Убивать в человеке смех — преступление. Именно это происходит, когда человека заставляют заниматься политическими проблемами, вынуждающими его воспринимать себя всерьез, и требуют от него совета там, где он ничего не смыслит. Человек перестает смеяться. Он начинает важничать. То же самое происходит, когда, наоборот, к нему не идут за советом и держат его в ежовых рукавицах.
Пьер Руа{116}, которого я расспрашиваю о его политических взглядах, заявил: «Я умеренный анархист». Думается, он нашел точную формулировку и вся Франция подвержена этому умонастроению.
О бытии вне бытия
Теперь я должен найти свое место в доме, где я пытаюсь снова заснуть. Я прекратил всякие сношения с Парижем. Там распечатывают приходящие мне письма и отсылают сюда лишь самые важные. Я ни с кем не общаюсь. Моя крапивница, наоборот, проснулась. В очередной раз замечаю, что ей нравится хорошо себя чувствовать, она пользуется моим растительным состоянием. У меня горят руки, лоб, грудь. Вероятно, моя хворь того же происхождения, что и астма, поэтому я неизлечим и могу рассчитывать лишь на временные улучшения. Я бегу солнца, на котором раньше так любил греться. Я хожу вдоль него по теневой стороне. Остальное время сижу взаперти. Читаю и пишу. Одиночество вынуждает меня быть сразу и Робинзоном, и его островом, исследовать самого себя. Я не вношу в это занятие никакой изощренности, коей просто не обладаю, зато предаюсь ему с отвагой, мне свойственной и заменяющей мне ум.

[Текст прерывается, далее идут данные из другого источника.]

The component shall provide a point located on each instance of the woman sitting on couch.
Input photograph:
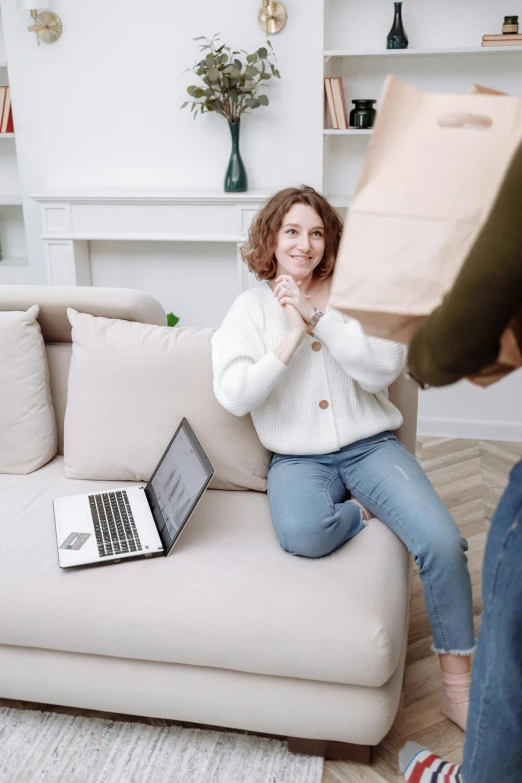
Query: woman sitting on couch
(316, 387)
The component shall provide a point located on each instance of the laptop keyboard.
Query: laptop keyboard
(114, 525)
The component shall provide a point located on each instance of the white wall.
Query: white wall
(100, 108)
(462, 410)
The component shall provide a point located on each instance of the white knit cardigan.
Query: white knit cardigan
(330, 395)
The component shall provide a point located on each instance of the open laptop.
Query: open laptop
(135, 522)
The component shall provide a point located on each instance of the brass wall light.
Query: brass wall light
(46, 25)
(272, 17)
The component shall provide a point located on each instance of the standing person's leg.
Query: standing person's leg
(493, 748)
(310, 507)
(383, 475)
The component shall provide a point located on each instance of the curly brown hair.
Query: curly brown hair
(258, 251)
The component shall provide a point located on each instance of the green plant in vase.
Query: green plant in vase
(231, 87)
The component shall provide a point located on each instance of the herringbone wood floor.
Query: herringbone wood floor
(470, 477)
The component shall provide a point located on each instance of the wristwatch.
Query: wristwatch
(316, 316)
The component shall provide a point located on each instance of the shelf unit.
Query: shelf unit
(354, 48)
(422, 52)
(14, 266)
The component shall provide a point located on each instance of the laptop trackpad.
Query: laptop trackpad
(75, 541)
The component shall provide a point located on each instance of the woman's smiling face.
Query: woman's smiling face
(300, 242)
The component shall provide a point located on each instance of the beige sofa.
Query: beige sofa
(228, 631)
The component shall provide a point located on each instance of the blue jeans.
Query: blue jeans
(493, 749)
(313, 516)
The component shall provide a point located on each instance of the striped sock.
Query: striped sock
(419, 765)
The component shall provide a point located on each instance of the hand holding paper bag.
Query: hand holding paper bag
(425, 191)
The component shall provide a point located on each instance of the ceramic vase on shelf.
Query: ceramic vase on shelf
(363, 116)
(235, 178)
(397, 38)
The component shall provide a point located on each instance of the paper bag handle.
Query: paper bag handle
(459, 120)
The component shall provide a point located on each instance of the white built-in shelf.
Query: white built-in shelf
(10, 199)
(14, 271)
(348, 132)
(420, 52)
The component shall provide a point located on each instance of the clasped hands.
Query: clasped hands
(296, 304)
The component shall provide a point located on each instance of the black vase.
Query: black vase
(363, 116)
(397, 38)
(235, 177)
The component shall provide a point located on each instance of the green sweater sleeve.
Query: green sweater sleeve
(462, 335)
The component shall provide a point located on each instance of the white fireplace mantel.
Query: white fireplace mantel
(71, 218)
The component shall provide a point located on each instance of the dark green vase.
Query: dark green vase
(397, 38)
(235, 178)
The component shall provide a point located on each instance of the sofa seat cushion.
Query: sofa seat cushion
(227, 597)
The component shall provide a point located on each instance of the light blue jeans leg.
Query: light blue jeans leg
(493, 749)
(311, 512)
(313, 516)
(382, 474)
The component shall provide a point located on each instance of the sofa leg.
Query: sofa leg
(340, 751)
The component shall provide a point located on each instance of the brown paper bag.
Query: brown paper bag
(430, 177)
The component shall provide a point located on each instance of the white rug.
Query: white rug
(46, 747)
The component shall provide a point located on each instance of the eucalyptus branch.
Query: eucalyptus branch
(230, 86)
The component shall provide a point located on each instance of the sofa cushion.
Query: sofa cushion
(27, 422)
(130, 384)
(228, 596)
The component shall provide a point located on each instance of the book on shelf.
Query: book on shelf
(3, 91)
(6, 119)
(339, 102)
(502, 44)
(506, 37)
(330, 103)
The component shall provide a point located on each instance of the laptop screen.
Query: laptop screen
(177, 484)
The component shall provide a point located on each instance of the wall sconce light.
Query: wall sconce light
(46, 25)
(272, 17)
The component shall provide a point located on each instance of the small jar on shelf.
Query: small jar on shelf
(510, 26)
(363, 115)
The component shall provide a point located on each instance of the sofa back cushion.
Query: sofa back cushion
(130, 384)
(27, 422)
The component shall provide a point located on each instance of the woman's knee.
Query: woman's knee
(443, 549)
(307, 540)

Я не способен следовать по заранее намеченному пути и живу от безрассудства до безрассудства. Я не могу долго задерживаться на одной мысли. В тот момент, когда следовало бы подскочить вплотную и оседлать ее, я даю ей ускользнуть. Всю жизнь я охотился именно так, потому что лучше не умею. Это вводит в заблуждение тех, кто мои случайные удачи принимает за ловкость, а ошибки — за стратегию. Никогда еще ни одного человека не окружало столько непонимания, любви, ненависти, потому что персонаж, за которого меня принимают, раздражает судящих издалека, — но те, кто решается подойти ближе, оказываются в положении Красавицы, которая сначала боится Чудовища, а потом вместо зверя обнаруживает добрейшую зверюгу, мечтающую лишь о том, чтобы покорить ее сердце.
Я бы сказал, что самые нежные мои привязанности рождаются из этого противоречия.

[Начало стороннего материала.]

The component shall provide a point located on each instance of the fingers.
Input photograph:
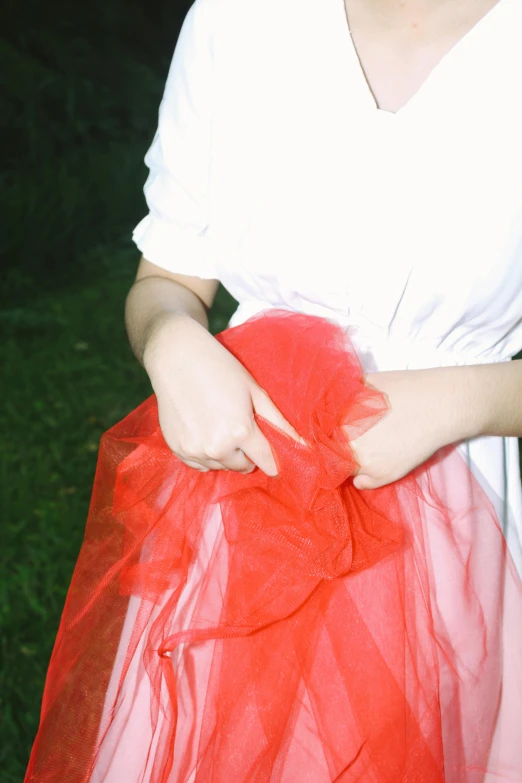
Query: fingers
(236, 460)
(264, 406)
(244, 446)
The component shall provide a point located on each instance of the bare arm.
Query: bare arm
(159, 297)
(206, 398)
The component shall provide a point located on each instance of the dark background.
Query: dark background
(79, 95)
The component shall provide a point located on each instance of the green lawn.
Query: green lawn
(69, 375)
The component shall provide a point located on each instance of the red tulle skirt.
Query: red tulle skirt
(222, 628)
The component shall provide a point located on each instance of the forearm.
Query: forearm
(461, 402)
(495, 397)
(157, 302)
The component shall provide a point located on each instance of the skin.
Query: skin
(208, 420)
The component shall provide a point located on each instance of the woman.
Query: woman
(358, 162)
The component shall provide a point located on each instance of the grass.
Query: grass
(71, 376)
(80, 87)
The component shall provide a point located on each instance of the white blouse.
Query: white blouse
(274, 171)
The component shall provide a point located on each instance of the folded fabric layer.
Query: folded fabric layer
(356, 635)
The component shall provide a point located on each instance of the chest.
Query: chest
(397, 54)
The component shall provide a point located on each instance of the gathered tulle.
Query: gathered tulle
(223, 628)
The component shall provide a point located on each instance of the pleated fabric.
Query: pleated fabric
(222, 628)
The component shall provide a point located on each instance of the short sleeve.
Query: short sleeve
(174, 233)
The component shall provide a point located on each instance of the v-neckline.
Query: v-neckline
(432, 75)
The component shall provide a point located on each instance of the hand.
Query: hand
(207, 400)
(427, 411)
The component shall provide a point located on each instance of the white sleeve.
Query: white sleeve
(174, 233)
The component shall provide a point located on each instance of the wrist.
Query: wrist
(165, 333)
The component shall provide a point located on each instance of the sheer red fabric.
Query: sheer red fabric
(222, 628)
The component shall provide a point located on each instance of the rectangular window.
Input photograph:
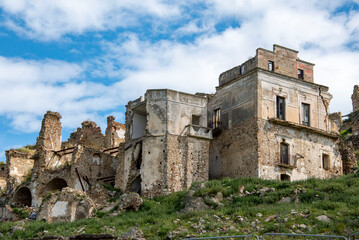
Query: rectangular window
(281, 107)
(217, 118)
(242, 69)
(195, 120)
(325, 161)
(300, 74)
(306, 114)
(270, 65)
(284, 153)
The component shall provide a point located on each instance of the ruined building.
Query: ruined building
(267, 119)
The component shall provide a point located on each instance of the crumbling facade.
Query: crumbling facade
(267, 119)
(270, 120)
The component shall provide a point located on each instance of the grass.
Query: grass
(336, 198)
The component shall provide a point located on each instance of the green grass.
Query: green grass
(336, 198)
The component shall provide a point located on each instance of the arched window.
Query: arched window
(284, 152)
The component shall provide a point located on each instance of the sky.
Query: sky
(87, 58)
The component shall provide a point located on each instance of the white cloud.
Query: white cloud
(49, 20)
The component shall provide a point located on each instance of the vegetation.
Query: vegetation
(253, 211)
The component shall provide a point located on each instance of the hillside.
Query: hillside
(229, 207)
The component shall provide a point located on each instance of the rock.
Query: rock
(130, 201)
(285, 200)
(194, 203)
(134, 233)
(323, 218)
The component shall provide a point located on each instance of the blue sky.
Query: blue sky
(87, 58)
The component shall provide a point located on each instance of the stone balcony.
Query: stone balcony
(198, 131)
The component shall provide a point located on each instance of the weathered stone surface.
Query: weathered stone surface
(355, 98)
(130, 201)
(133, 234)
(67, 205)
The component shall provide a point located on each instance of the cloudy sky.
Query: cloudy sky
(87, 58)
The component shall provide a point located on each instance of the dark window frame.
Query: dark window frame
(306, 114)
(280, 107)
(270, 66)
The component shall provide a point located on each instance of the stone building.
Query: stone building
(88, 157)
(267, 119)
(270, 120)
(167, 143)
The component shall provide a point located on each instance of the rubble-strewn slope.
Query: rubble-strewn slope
(229, 206)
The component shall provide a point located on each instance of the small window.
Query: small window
(216, 118)
(325, 161)
(281, 107)
(195, 120)
(284, 177)
(300, 74)
(242, 70)
(270, 65)
(306, 114)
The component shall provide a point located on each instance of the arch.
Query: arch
(23, 197)
(55, 184)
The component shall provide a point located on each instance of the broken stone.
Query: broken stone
(194, 203)
(134, 233)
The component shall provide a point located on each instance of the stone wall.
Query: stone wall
(234, 152)
(355, 98)
(306, 149)
(18, 166)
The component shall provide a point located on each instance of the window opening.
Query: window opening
(300, 74)
(195, 120)
(306, 114)
(281, 107)
(217, 118)
(284, 153)
(325, 161)
(270, 65)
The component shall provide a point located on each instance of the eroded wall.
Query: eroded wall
(234, 153)
(306, 149)
(295, 94)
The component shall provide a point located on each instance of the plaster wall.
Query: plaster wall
(305, 152)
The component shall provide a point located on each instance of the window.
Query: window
(216, 118)
(195, 120)
(325, 161)
(281, 107)
(284, 153)
(306, 114)
(270, 65)
(242, 69)
(300, 74)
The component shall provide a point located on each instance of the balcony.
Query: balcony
(199, 132)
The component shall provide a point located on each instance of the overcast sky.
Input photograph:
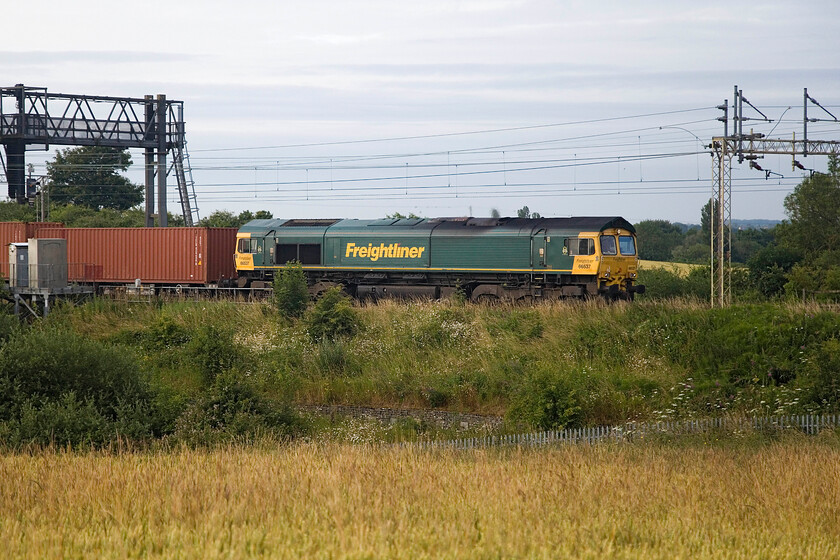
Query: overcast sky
(363, 108)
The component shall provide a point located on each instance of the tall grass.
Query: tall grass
(313, 501)
(587, 362)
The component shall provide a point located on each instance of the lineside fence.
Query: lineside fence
(808, 424)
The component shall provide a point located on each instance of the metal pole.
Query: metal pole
(150, 125)
(804, 124)
(161, 154)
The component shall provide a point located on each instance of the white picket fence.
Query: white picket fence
(633, 431)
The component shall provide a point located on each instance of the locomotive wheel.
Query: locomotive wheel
(488, 300)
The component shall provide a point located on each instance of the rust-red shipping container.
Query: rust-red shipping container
(18, 232)
(178, 255)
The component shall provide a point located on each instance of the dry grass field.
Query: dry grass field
(779, 500)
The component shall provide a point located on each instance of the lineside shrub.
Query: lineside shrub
(291, 294)
(59, 387)
(332, 316)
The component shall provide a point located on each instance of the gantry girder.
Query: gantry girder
(33, 116)
(749, 146)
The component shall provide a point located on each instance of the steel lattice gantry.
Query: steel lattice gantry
(33, 116)
(723, 150)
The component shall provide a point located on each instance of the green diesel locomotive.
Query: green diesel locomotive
(516, 259)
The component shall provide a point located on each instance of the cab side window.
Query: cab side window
(627, 245)
(608, 245)
(580, 246)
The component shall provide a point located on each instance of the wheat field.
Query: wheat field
(336, 501)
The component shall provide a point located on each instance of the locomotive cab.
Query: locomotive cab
(618, 263)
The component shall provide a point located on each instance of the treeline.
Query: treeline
(800, 256)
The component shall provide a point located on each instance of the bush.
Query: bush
(232, 410)
(213, 351)
(545, 400)
(291, 294)
(60, 387)
(332, 316)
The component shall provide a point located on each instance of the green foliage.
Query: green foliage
(82, 216)
(233, 410)
(662, 284)
(813, 209)
(291, 293)
(821, 381)
(657, 239)
(163, 333)
(226, 218)
(89, 176)
(546, 400)
(332, 316)
(9, 325)
(59, 387)
(14, 212)
(213, 351)
(769, 269)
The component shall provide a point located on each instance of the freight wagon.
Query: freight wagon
(486, 258)
(188, 256)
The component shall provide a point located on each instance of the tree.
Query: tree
(813, 209)
(657, 239)
(226, 218)
(291, 294)
(90, 176)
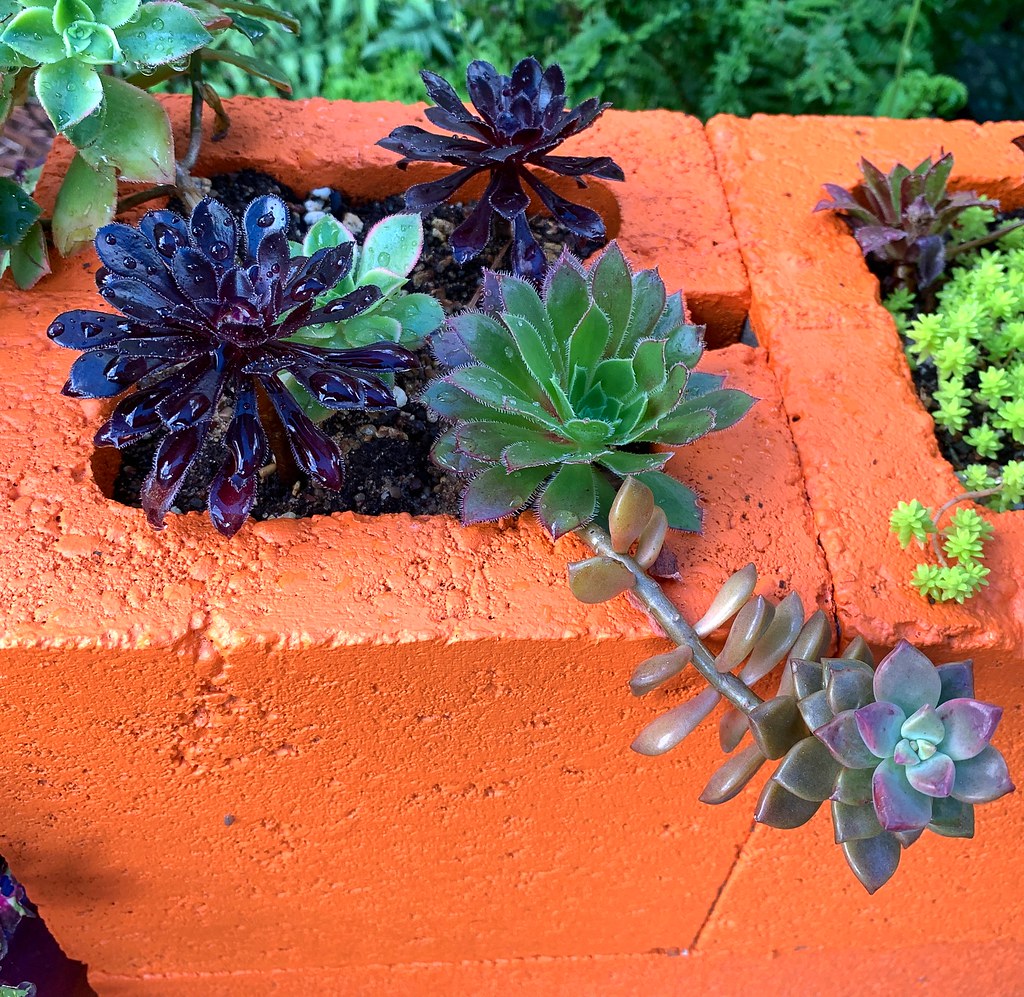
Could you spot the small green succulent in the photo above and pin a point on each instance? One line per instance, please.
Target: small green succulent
(73, 54)
(557, 395)
(385, 259)
(71, 40)
(958, 547)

Мой миф отталкивает глупцов. Умные относятся ко мне с подозрением. Что остается мне между теми и другими? Скитальцы вроде меня место меняют чаше, чем рубашку, и за право находиться там, где они есть, платят представлением. Поэтому мое одиночество никогда не кажется безмолвным. Я появляюсь только в парад-алле или когда мой черед выходить на сцену. Я вынужден просить прошения у тех, с кем делю фургон, ведь они оказываются свидетелями только моих горестей и полагают, что я обращен к ним худшей своей стороной.
Как и все бродяги, я одержим жаждой собственности. Я пытаюсь подыскать себе что-нибудь за городом. Если нахожу, то либо мой энтузиазм открывает хозяину глаза на его достояние и он отказывается его продавать, либо просит за него слишком много[24].

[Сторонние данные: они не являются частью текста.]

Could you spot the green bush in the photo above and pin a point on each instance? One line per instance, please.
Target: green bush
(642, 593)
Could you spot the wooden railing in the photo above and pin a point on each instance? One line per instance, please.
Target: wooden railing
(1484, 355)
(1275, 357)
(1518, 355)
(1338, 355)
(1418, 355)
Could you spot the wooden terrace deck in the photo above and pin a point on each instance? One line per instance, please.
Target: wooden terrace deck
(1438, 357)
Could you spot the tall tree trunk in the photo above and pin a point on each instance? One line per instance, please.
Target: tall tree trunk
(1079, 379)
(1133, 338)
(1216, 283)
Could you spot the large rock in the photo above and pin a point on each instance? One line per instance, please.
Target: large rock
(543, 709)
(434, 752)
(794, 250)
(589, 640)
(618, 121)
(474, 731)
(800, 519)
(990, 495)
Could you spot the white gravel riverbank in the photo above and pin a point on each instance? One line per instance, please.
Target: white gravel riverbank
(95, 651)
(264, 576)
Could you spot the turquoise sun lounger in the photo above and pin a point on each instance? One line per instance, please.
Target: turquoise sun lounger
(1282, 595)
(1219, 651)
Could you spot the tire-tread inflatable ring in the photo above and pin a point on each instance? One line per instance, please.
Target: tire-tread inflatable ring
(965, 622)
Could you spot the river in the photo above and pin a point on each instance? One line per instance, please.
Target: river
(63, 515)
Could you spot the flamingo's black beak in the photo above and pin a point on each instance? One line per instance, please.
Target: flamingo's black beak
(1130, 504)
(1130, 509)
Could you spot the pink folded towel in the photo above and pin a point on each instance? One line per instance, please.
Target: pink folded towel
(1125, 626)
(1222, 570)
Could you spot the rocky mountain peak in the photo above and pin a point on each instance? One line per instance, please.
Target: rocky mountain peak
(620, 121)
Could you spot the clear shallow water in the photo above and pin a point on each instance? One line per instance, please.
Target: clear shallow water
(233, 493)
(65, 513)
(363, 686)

В Париже я не нахожу ничего, что бы меня устраивало. Квартиры, которые мне предлагают, кажутся мне чужими. Я бы хотел, чтобы жилище сказало: «Я ждало тебя».
В надежде на невозможное я врастаю в свою дыру. «Я чувствую, что мне трудно быть». Именно так столетний Фонтенель ответил, умирая, своему врачу, который осведомился: «Господин Фонтенель, что вы чувствуете?». Разница в том, что у него это ощущение появилось в предсмертный час. У меня же было всегда.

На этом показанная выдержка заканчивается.